Abstract:
To select a drug candidate for clinical development, accurately and promptly predicting human pharmacokinetic (PK) profiles, assessing drug-drug interactions (DDIs), and anticipating potential PK variations in disease populations are crucial steps in drug discovery. The complexity of predicting human PK significantly increases when hepatic transporters are involved in drug clearance (CL) and volume of distribution (Vss). A strategic framework is developed here, utilizing pitavastatin as an example. The framework includes the construction of a monkey physiologically-based PK (PBPK) model, model calibration to obtain scaling factors (SF) of in vitro-in vivo extrapolation (IVIVE) for various clearance parameters, human model development and validation, and assessment of DDIs and PK variations in disease populations. Through incorporating in vitro human parameters and calibrated SFs from the monkey model of 3.45, 0.14, and 1.17 for CLint,active, CLint,passive, and CLint,bile, respectively, and together with the relative fraction transported by individual transporters obtained from in vitro studies and the optimized Ki values for OATP inhibition, the model reasonably captured observed pitavastatin PK profiles, DDIs and PK variations in human subjects carrying genetic polymorphisms, i.e., AUC within 20%. Lastly, when applying the functional reduction based on measured OATP1B biomarkers, the model adequately predicted PK changes in the hepatic impairment population.

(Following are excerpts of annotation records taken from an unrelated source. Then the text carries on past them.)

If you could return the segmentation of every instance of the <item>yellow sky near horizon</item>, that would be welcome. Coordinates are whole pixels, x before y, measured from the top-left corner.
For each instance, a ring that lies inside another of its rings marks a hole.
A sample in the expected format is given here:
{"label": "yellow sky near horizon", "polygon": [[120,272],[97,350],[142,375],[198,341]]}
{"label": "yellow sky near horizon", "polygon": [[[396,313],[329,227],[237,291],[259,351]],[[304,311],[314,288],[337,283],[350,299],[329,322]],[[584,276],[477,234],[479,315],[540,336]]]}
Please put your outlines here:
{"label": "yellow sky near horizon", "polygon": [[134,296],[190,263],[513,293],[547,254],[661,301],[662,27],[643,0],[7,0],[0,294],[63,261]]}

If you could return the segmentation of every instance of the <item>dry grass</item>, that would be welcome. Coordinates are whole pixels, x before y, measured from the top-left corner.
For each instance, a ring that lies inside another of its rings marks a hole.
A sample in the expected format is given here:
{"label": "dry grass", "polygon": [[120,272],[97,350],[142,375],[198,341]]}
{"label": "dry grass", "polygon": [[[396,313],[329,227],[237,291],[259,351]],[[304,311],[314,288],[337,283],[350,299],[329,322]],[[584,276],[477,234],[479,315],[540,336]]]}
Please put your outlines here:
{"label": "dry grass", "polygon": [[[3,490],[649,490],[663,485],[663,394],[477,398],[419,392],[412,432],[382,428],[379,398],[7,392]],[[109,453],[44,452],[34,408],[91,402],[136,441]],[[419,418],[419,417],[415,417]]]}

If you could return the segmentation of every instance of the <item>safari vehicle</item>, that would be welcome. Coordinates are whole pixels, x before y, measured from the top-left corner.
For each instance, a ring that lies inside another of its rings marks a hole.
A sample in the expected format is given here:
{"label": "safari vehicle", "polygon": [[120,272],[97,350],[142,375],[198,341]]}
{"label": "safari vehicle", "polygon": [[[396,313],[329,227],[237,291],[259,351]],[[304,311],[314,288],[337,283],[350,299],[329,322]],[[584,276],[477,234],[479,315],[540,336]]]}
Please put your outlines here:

The present study presents a strategic framework for early-stage drug development, enabling the prediction of PK profiles and assessment of PK variations in scenarios like DDIs, genetic polymorphism, and hepatic impairment-related disease states, specifically focusing on OATP substrates.
摘要:
为临床开发选择候选药物,准确及时地预测人体药代动力学(PK)谱,评估药物-药物相互作用(DDI),预测疾病人群中潜在的PK变化是药物发现的关键步骤。当肝转运蛋白参与药物清除(CL)和分布体积(Vss)时,预测人类PK的复杂性显着增加。这里制定了一个战略框架,以匹伐他汀为例。该框架包括构建基于猴子生理的PK(PBPK)模型,模型校准,以获得各种清除参数的体外-体内外推(IVIVIVE)的比例因子(SF),人体模型的开发和验证,以及疾病人群中DDI和PK变化的评估。通过整合体外人体参数和来自Clint的3.45、0.14和1.17的猴子模型的校准SF,活跃,CLINT,被动,和CLINT,胆汁,分别,以及从体外研究中获得的单个转运蛋白转运的相对分数和OATP抑制的优化Ki值,该模型合理地捕获了观察到的匹伐他汀PK曲线,携带遗传多态性的人类受试者的DDI和PK变异,即,AUC在20%以内。最后,当应用基于测量的OATP1B生物标志物的功能减少时,该模型可以充分预测肝功能损害人群的PK变化。本研究提出了早期药物开发的战略框架,能够预测PK概况和评估DDI等场景中的PK变化,遗传多态性,和肝功能损害相关的疾病状态,特别关注OATP底物。